Künstlerisches Brighton

Die Badewanne Londons wird Brighton liebevoll genannt. Tatsächlich ist die Stadt in East Sussex viel mehr als das: Sie bietet coole Festivals, innovative Shops, angesagte Restaurants und jede Menge Exzentriker

Am Himmel kreischen ein paar Möwen und im bunten Karussell sitzen lachende Kinder. Es riecht nach Zuckerwatte. Die bunten Buden am knapp 120 Jahre alten Brighton Pier verkaufen Pommes, Eis und Lose. Von dem 50 Meter hohen Riesenrad direkt am Strand hat man einen exzellenten Ausblick über den südenglischen Badeort und bis nach Hove.

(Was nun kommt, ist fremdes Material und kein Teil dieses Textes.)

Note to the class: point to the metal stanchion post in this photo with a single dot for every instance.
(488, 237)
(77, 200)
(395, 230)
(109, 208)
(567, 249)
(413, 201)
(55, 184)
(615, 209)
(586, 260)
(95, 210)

Im Wasser versuchen ein paar Stehpaddler auf ihren Boards die Balance zu halten. Wenn der Seegang stärker ist, holen die Wellenreiter ihre Bretter heraus. In der Ferne sieht man noch den alten West-Pier als bizarr wirkendes Stahlskelett – er war mehrfach abgebrannt und nachdem die neue Seebrücke errichtet worden war, hat man ihn einfach sich selbst und den Wellen überlassen. Heute ein schönes Fotomotiv!

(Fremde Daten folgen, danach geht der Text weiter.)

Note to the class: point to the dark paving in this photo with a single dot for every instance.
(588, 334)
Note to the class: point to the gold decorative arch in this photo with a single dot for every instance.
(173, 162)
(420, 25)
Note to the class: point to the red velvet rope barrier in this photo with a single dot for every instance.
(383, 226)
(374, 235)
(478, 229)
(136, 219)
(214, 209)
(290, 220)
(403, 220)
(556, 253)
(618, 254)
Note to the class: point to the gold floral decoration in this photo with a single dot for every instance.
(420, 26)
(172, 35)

An der Seebrücke fahren junge und ältere Leute mit Skateboards, Inlinern und Fahrrädern. Kein Wunder, dass etliche Londoner nach Brighton gezogen sind: In der 300.000-Einwohnerstadt gibt es Kultur und Kulinarik, aber eben auch den Strand und einen entspannten Lebensstil.

Zugegeben, 28 Grad und Sonnenschein ohne Pause, so wie an diesem Wochenende erleben die Bewohner auch nicht jeden Tag. Trotzdem ist das Leben hier ist lässig und kosmopolitisch.

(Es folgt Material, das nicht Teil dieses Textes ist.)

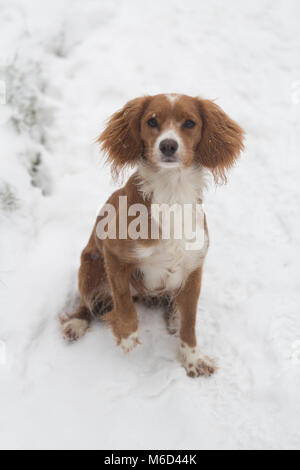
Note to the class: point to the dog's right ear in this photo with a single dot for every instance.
(121, 139)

Schon in den 1960er-Jahren zog es viele Hippies nach Brighton. In der Stadt eröffnete nicht zufällig bereits vor 30 Jahren das erste vegetarische Restaurant – lange also bevor das ein breiter Trend wurde. Heute ist hier die Dichte an Bioläden und veganen Restaurants groß. Auch die Naturkosmetikkette „The Body Shop“ wurde von einer Einheimischen gegründet. In dem kleinen Laden, den die Brightoner Umwelt- und Menschenrechtsaktivistin Anita Roddick 1976 eröffnete, verkaufte sie zunächst 25 Produkte. Mittlerweile gibt es die Shops überall auf der Welt.

Hippies und Hipster findet man heute im angesagten Viertel North Laine mit seinen inhabergeführte, originellen Geschäften, in denen Designermode, Schmuck, Antiquitäten und handgemachte Feinkost verkauft wird.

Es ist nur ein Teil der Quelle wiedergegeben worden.